With this, we can store the head of the linked list of error handlers at the top of the stack for the current compartment invocation.
When you want to jump to the nearest error handler, find the head of the list relative to the stack pointer, pop it, and pass it to longjmp
.
The cleanup_unwind
function does all of this for you, so typically you won’t need to ever see that this is how it’s implemented.
Handling errors even in the presence of stack overflow
Everything so far is enough to build a set of nested error handlers, but what happens if the error is caused by running out of stack space? PR 301 adds the last bit of this: support for a new kind of error handler that doesn’t use a stack.
This is in addition to the existing error handlers. The stackless error handler (if it exists) will run instead, in any of the following conditions:
- A compartment doesn’t provide the normal error handler.
- There isn’t enough stack space available for the context.
- The stack isn’t valid at all (the stack pointer can become untagged if a function prologue subtracts from it and moves it out of bounds).
This means that you can now run an error handler even if you overflow the stack. But what happens if you want to jump to the nearest error handler registered as described earlier and the stack pointer isn’t valid?
First, the CPU will trap because a csp
-relative load fails because csp
(the capability stack pointer register) is untagged.
This transitions to the switcher.
The switcher will then find that you need to run the stackless error handler (because csp
is untagged).
The switcher will then look at the trusted stack and rederive the csp
value that your compartment had on entry.
The stackless error handler does have a stack, but it doesn’t have a stack frame.
When it’s invoked, it can guarantee that csp
is a capability that authorises access to the stack, but it can’t guarantee anything about the address of that capability (other than that it will be in bounds).
That’s absolutely fine for popping the top error handler and jumping to it though.
Putting it all together
Most users will never need to know anything about the above.
They can simply use the macros or wrapper functions, and the error handler, that we provide.
The error handler is added to a compartment by adding the following line under the compartment
declaration in xmake.lua
:
add_deps("unwind_error_handler")
C programmers have to use the macro-based version, which looks like this:
CHERIOT_DURING
{
// Do some things that may cause a crash
}
CHERIOT_HANDLER
{
// Handle the failure
}
CHERIOT_END_HANDLER
Note that, because these are implemented with setjmp
, the usual rules about setjmp
apply.
Specifically, anything that’s used in both blocks must be declared volatile
.
In C++, you can use the on_error
function, which takes two lambdas (or other callable objects), representing the try and error paths.
If you’re using RAII for cleanup, you can often omit the second.
For example:
LockGuard g(flagLock);
// No handler. g's destructor runs after on_error returns.
on_error([&]() { /* code that might fail here */ });
This will run the code in the lambda and then release the lock, even if you take a CHERI trap.
Hopefully this is much easier than writing a custom error handler that detected held locks and released them.

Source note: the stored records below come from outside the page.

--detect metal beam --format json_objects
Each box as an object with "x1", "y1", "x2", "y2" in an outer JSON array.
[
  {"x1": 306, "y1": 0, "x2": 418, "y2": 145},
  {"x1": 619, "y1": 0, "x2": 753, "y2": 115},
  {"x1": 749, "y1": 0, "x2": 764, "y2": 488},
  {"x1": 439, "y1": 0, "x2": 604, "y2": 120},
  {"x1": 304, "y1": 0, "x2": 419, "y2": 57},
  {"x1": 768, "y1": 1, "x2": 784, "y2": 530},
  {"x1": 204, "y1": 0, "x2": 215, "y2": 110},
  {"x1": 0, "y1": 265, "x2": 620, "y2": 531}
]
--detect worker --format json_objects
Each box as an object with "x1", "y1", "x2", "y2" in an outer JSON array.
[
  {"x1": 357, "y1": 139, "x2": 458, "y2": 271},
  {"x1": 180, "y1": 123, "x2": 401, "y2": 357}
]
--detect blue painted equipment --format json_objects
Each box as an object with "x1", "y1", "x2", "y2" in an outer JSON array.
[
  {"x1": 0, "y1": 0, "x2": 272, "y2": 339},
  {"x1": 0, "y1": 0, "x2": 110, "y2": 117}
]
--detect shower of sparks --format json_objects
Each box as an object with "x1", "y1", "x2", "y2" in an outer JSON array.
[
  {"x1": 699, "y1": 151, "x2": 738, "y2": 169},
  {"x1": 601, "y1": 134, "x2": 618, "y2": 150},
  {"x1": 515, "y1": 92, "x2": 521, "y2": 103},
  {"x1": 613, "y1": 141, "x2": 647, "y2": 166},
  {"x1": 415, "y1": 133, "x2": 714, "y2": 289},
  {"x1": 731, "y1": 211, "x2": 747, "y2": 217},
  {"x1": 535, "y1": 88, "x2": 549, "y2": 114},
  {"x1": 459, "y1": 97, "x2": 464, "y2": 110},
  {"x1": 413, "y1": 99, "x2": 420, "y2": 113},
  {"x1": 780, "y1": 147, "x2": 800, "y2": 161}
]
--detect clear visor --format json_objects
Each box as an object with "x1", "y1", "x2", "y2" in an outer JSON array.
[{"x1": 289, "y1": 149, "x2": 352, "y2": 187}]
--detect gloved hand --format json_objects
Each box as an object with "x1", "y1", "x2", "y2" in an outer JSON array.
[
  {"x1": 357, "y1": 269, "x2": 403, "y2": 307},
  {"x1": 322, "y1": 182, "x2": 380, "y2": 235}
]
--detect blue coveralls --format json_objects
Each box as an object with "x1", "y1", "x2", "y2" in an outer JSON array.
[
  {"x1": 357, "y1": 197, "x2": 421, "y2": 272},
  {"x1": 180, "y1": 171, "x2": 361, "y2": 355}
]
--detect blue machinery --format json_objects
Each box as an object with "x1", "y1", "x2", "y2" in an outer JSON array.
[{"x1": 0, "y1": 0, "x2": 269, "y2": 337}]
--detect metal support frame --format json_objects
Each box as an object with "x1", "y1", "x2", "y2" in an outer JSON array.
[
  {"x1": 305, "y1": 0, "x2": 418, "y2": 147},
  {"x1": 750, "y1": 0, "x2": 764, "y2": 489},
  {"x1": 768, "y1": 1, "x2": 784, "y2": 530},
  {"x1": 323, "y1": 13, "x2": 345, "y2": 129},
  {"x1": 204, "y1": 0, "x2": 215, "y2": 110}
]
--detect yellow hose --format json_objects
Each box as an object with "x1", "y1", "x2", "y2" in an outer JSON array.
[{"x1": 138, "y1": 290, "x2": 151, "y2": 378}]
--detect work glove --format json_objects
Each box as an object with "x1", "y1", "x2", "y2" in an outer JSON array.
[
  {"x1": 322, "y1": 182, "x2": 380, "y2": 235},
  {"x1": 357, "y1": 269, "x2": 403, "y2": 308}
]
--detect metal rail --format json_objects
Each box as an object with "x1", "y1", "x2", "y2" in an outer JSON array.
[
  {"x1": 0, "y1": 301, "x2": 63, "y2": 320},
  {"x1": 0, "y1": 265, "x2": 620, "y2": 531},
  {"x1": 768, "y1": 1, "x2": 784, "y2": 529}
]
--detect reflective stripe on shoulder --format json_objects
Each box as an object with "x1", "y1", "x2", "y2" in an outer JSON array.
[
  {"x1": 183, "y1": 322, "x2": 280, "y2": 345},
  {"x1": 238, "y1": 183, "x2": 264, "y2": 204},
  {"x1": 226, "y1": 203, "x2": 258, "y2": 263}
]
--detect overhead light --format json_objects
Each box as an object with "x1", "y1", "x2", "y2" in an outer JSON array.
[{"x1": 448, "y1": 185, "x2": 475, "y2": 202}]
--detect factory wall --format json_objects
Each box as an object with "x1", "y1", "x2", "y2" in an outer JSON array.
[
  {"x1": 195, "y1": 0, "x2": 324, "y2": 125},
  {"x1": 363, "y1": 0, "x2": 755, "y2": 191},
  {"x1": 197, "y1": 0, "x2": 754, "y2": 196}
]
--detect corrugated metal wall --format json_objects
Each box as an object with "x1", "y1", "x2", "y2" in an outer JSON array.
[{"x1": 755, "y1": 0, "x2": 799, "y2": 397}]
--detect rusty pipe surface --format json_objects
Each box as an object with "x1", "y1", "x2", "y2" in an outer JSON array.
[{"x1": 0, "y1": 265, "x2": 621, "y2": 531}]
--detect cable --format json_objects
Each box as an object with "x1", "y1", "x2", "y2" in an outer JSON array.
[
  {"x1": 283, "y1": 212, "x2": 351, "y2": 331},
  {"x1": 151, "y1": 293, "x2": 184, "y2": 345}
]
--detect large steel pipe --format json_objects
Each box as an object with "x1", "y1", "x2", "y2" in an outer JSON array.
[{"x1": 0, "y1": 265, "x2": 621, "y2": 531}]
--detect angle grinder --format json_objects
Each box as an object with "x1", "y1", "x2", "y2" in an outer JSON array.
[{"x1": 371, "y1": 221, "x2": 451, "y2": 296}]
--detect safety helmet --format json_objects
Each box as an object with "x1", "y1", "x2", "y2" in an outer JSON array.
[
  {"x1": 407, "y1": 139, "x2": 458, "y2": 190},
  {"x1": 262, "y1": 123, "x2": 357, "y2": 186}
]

This isn’t a full exception model. In particular, there’s currently no way in the handler of seeing the cause of the fault. In a future iteration, we’ll add something like ‘Herbceptions’: Herb Sutter’s proposal for C++ where exceptions must be preallocated objects or primitive values.
This mechanism is designed to be simple and lightweight, not to be as generic as something that you’d build on a complex system. You can protect something against faults with a single C++ wrapper function and 40 bytes of stack space. On a system where stacks are often under 1 KiB and where total memory is usually much less than 1 MiB, that’s feasible overhead.